Loft is an interdisciplinary performing artist born in Kahnawake.

“DISH DANCES is kind of a multi-pronged project,” said Loft. “It's got a bunch of different aspects to the work. It's sort of an abstract, but also kind of an absurd play. A lot of it is told through movement.”

The result is a five-minute video on a loop projected across three screens featuring an all-Indigenous cast from the Toronto-based Centre For Indigenous Theatre. It can be seen Wednesday to Sunday from 10 a.m. to 4 p.m.

“Three videos that play a loop all together,” Loft explained. “It's a kind of fun take based on a bunch of research that we did about the use of the Credit River as a council site for many years, and is related to the story about the Dish with One Spoon (treaty).

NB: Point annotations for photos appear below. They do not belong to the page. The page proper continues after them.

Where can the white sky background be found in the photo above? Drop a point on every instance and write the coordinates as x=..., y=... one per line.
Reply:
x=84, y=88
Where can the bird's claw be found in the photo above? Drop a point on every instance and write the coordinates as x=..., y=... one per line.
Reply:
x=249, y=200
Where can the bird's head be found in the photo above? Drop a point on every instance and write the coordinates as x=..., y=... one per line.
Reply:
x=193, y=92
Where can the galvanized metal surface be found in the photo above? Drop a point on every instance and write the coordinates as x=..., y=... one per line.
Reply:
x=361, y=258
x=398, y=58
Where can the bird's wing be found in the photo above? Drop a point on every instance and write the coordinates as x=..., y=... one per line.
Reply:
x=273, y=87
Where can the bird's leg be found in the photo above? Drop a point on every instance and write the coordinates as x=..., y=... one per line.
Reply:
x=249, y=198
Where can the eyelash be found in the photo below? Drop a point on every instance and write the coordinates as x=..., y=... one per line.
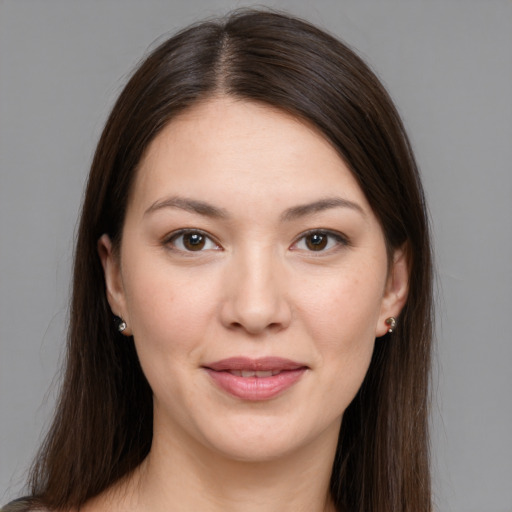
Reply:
x=339, y=240
x=170, y=241
x=206, y=239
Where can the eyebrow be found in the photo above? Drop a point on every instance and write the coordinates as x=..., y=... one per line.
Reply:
x=189, y=205
x=318, y=206
x=295, y=212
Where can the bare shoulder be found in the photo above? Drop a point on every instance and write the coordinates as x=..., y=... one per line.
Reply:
x=21, y=505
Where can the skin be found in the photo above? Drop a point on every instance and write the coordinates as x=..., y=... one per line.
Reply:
x=256, y=288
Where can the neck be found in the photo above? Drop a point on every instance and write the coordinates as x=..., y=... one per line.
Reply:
x=173, y=478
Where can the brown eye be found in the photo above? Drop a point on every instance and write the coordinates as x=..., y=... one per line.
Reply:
x=194, y=241
x=316, y=241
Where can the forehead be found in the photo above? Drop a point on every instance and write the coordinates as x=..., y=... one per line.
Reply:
x=242, y=152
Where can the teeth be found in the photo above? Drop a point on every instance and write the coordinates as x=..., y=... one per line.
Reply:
x=252, y=373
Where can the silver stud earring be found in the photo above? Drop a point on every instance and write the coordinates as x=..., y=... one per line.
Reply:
x=391, y=323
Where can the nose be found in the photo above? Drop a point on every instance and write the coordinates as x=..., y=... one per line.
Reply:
x=256, y=295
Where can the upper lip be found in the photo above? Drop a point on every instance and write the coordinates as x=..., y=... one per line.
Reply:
x=259, y=364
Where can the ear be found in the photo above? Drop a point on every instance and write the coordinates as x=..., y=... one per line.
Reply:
x=113, y=280
x=397, y=288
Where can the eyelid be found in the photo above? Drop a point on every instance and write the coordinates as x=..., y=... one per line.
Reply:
x=168, y=239
x=341, y=240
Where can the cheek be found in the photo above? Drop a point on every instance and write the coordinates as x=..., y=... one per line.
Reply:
x=169, y=311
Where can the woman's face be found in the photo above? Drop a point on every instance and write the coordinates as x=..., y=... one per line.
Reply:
x=254, y=278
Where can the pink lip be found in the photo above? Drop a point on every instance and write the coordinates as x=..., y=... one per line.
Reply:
x=255, y=388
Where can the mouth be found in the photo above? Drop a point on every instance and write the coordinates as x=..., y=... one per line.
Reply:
x=255, y=379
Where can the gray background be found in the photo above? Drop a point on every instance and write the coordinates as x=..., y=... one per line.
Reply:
x=448, y=65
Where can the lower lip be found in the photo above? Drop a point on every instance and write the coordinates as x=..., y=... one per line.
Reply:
x=256, y=388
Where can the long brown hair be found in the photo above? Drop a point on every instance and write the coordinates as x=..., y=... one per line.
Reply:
x=102, y=428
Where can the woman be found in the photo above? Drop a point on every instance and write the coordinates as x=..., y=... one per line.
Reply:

That would have been a place that the Mississaugas would have met up with a lot of the nations from across this whole region when they had their land still on the Credit River.”

Loft said there was no way the cast could fit in the full story of it within five minutes, but hopes the work will allow viewers to think critically about the performance’s subject matter.

“The nice thing about working with movement is that you can leave a lot to the audience's interpretation,” Loft said. “We were just playing really with actually some of those ideas about how you get rules across to another group of people in new territory.”

Another artist with work at the Biennial is Tanya Lukin Linklater, who is presenting what she calls a “four-channel video installation” in the “process of collaborative choreography”. It can be viewed at 2 Perth Ave in Toronto from 10 a.m. to 6 p.m. on Tuesday to Sunday and until 8 p.m. on Fridays.

Working remotely from four different dancers—Ivanie Aubin-Malo and Hanako Hoshimi-Caines in Montréal and Ceinwen Gobert and Emily Law in Toronto —through instruction and video equipment, the team composed recordings of their performances.

“The idea was that they would work for a maximum of two hours a week on this particular project in the generation of these small concise performances for camera.

“It was a kind of experiment,” Lukin Linklater said.

“In that instance, I was really trying to think about what was possible, given the constraints of the pandemic and given the sort of circumstances that we're all collectively living through.”

It was a positive experience to get to collaborate with other artists again, she said.

“Just to be around folks again, doing the work that I really enjoyed, it was fantastic,” Lukin Linklater said.

“So I'm really quite excited about the opening. I think people who are encountering these different works will have their own experience of the work.”

The Biennal’s description of Lukin Linklater’s work states that she “intervenes in the usual hierarchies that exist in museum and gallery spaces.”

“When I enter into those spaces, that's sort of at the centre of my first concern, is thinking about Indigenous peoples, our relationships to these institutions and these structures, and how they can perhaps better serve our peoples and communities,” Linklater explained.

Kohkom scarves are also a key part of Lukin Linklater’s work, used as part of a sculptural element of the presentation next to the video screens.

“To me it's a really strong symbol,” Lukin Linklater said of the fabric that ties the Ukraine and Indigenous peoples together. The scarves were given as gifts by Ukrainian settlers to First Nations peoples.

“It has a lot of political connotations, of course; is worn by jingle dancers and old-style fancy dancers, grass dancers, and at powwows. But it’s also worn by land defenders, Indigenous folks to various movements like Standing Rock or elsewhere.”